Atento aos problemas enfrentados pelo setor agrícola brasileiro, o deputado Eduardo Sciarra (DEM/PR) comemorou ontem a aprovação de uma medida que poderá trazer mais segurança aos agricultores em momentos de eventos climáticos severos, como, por exemplo, enchentes, geadas, secas, doenças e pragas.
Foi aprovado ontem pela Comissão de Agricultura Pecuária Abastecimento e Desenvolvimento Rural (CADAPAR) da Câmara Federal, o Projeto de Lei nº 374/08 que trata da criação do Fundo de Catástrofe. Esse fundo teria como objetivo principal viabilizar o seguro agrícola através da criação de um consórcio privado formado por seguradoras e resseguradoras, contando com subsídios do governo federal. Ao consórcio caberia unicamente a gestão e o atendimento à cobertura suplementar dos riscos de catástrofe do seguro rural. Os riscos não suportados por este consórcio seriam absorvidos por um banco público federal e lastreado por títulos da dívida pública mobiliária federal interna.

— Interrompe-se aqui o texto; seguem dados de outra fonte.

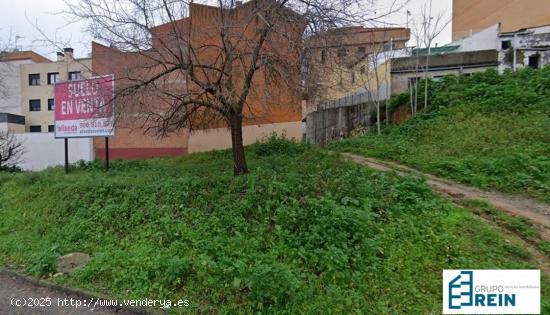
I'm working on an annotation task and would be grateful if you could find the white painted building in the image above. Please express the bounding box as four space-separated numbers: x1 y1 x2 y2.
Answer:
0 51 50 115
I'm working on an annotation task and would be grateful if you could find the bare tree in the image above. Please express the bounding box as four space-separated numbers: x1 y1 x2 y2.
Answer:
0 131 25 169
413 0 451 114
363 34 395 134
56 0 408 174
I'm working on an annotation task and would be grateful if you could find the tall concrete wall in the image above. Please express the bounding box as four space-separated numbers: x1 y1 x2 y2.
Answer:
453 0 550 40
187 121 302 153
306 102 378 146
15 133 94 171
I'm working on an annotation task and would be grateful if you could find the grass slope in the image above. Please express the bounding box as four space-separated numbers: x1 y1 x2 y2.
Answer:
332 68 550 202
0 139 550 314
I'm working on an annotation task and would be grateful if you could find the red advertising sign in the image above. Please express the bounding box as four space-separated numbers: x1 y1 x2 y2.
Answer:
54 74 115 138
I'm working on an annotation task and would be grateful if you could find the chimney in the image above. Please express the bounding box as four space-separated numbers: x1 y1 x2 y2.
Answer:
57 51 65 61
63 47 74 60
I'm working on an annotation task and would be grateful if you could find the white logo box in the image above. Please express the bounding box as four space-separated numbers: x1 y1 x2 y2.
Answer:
443 269 540 314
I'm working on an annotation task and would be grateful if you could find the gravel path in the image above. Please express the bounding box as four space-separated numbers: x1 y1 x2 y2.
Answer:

Depois de aprovado na CADAPAR, o projeto segue agora para o plenário da Câmara e do Senado. Segundo Sciarra esta medida poderá trazer mais tranqüilidade aos produtores rurais, que têm em mãos uma indústria a céu aberto, sujeita a diversos riscos. “Não é justo que o agricultor fique com todo o ônus dessa atividade”, avalia o democrata. “A aprovação por unanimidade da comissão indica que podemos estar próximos de finalmente viabilizar o seguro agrícola”, observa.
Atualmente o preço cobrado pelas seguradoras agrícolas é muito elevado em razão dos prejuízos causados pelos eventos climáticos. De acordo com o Diretor do Departamento de Gestão de Risco Rural do Ministério da Agricultura, Welington Soares de Almeida, nos últimos 10 anos o prejuízo com esse tipo de seguro teria chegado a R$ 230 milhões. O alto risco acabaria por encarecer as apólices, pesando no bolso dos agricultores.